Concerning music, Oakland, California is probably most famous for hip hop great, Tupac Shakur, not only that, but MC Hammer, Too $hort and E40 all hail from the Bay Area as well. Fast forward to 2015, and you’ve got a new generation of artists, clambering to make it to that number 1 spot, and be added to the list of phenomenal acts coming out of Oakland. Among them is a promising musician who proudly calls Oakland home, rapper Steve Lan. Here, we learn more about Steve Lan growing up in the Bay Area influenced by Southern California urban music, his new EP #JusKeepWrkn and why we should be listening to him.
Words: Katrina Woody
IMC: What was life like growing up for you and your family in Oakland?
SL: I had a single mom and an only child. So, for me, I just had to make it through school and go to college. It was always about sports and going to school. I wasn’t really around anybody to experience all the street stuff. I was surrounded by it, but I never did partake in it.
IMC: Where did you go to school, and how far did you get?
SL: Actually, I went to three colleges. I played football in college. I came out of high school and got a scholarship to St. Mary’s College in California. They happened to drop the football program after my first year there so I had to transfer. I transferred and went to New Mexico State. I got a scholarship, I played [foot]ball up there for two years, and the coach who gave me my scholarship left so and I left with him. I followed him to the other school he went to which was Southeast Missouri State.
IMC: Was playing football your number 1 career ambition? Or did you always know you wanted to be an artist?

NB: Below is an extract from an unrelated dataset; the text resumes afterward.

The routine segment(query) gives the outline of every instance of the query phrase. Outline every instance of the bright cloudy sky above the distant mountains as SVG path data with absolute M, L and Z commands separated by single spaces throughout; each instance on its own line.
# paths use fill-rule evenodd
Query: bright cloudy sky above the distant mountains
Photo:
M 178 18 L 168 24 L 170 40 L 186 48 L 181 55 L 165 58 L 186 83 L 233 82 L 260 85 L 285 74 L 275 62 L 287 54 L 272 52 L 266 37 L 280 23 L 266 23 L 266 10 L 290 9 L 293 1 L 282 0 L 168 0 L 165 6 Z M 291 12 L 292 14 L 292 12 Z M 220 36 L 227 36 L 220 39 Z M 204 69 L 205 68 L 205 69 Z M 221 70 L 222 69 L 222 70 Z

SL: I always knew. It was like, I guess you could say we all have a voice that we have inside, and I remember being, like, twelve or thirteen and that voice inside was like, “you’re going to be a rapper.” And, I always blocked it out because I was an athlete and my mom preached about going to college. That’s always what I did; so, I was always around it, I was always recording—I think I was recording my first song when I was thirteen. So I was recording and I was around it, but I never took it seriously until I got done with college at around 24.

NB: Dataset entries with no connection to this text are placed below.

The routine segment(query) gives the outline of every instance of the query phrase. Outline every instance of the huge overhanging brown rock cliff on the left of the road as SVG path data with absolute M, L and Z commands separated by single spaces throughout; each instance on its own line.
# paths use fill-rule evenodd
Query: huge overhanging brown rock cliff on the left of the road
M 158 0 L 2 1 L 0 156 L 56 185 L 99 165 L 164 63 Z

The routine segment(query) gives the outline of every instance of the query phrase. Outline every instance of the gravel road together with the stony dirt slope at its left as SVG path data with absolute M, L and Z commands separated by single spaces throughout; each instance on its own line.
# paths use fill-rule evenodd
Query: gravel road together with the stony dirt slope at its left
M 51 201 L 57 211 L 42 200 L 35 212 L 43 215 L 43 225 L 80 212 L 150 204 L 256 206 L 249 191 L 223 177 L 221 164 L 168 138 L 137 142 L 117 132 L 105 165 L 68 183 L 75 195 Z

IMC: How would you describe your sound?
SL: I call it “Middle Finger Music” because it’s really me. I don’t go into the studio to try to sound like anybody else or imitate what anybody else is doing; so, when I say middle finger music, it’s just like, I don’t care what anybody else thinks. I’m not necessarily going to let society conform me. Recently, I was in Atlanta at the International Music Conference, and I met, one of London’s influential hip hop journalist, Ill Will. He said I have a sound like a mixture of Mac Dre and Lil’ Boosie — kind of a rough side and a smooth sound together, that’s a pretty good comparison.
IMC: The music business, is crowded with up and coming artists wanting to make it. What do you feel like you bring to the industry that makes you stand out from the rest?
SL: I bring a unique sound and definitely a unique perspective. Just coming from Oakland and having a well-rounded sound makes me able to be heard on a global level. I bring uniqueness to it and everything I do is authentic. I truly eat, sleep, and breathe music; so, I wake up and it is just what it is. I do this all day every day, every single day. A lot of people can’t say that. A lot of people are doing music because it looks good and it sounds good. But it’s actually what I do. This is my lifestyle. So, I guess just being unique and being myself and being truly authentic is what will make me stand out, I believe in myself and my personal struggles. My life story is real.
IMC: What are you working on now?
SL: I’m dropping an EP soon, #JusKeepWrkn. It will be both the signature Bay-Area sound and my own unique sound. My music caters more toward women since I grew up with just my mom—a big female presence. It talks about relationship problems, and that sort of thing. So I’m going to open up with that side of me more. We have R&B artists [on the EP] like Rotudda and we’re going to have the rougher Bay-Area sound. We’ve been working on this EP with Fresh Killers [a producer known for his work with E 40, Too $hort and Clyde Carson], so I’m excited to get it finished. It should be finished soon. It’s kind of fused together.
IMC: As an up and comer, what advice do you share for other artists wanting to make it?
SL: Just keep working and believe in you. The hardest thing for an artist to do is to prove to someone else that they’re good enough. So, when you focus on proving yourself, and you know, then everybody else is just irrelevant. Just believe in your craft and believe in you. And don’t listen to what anybody else says.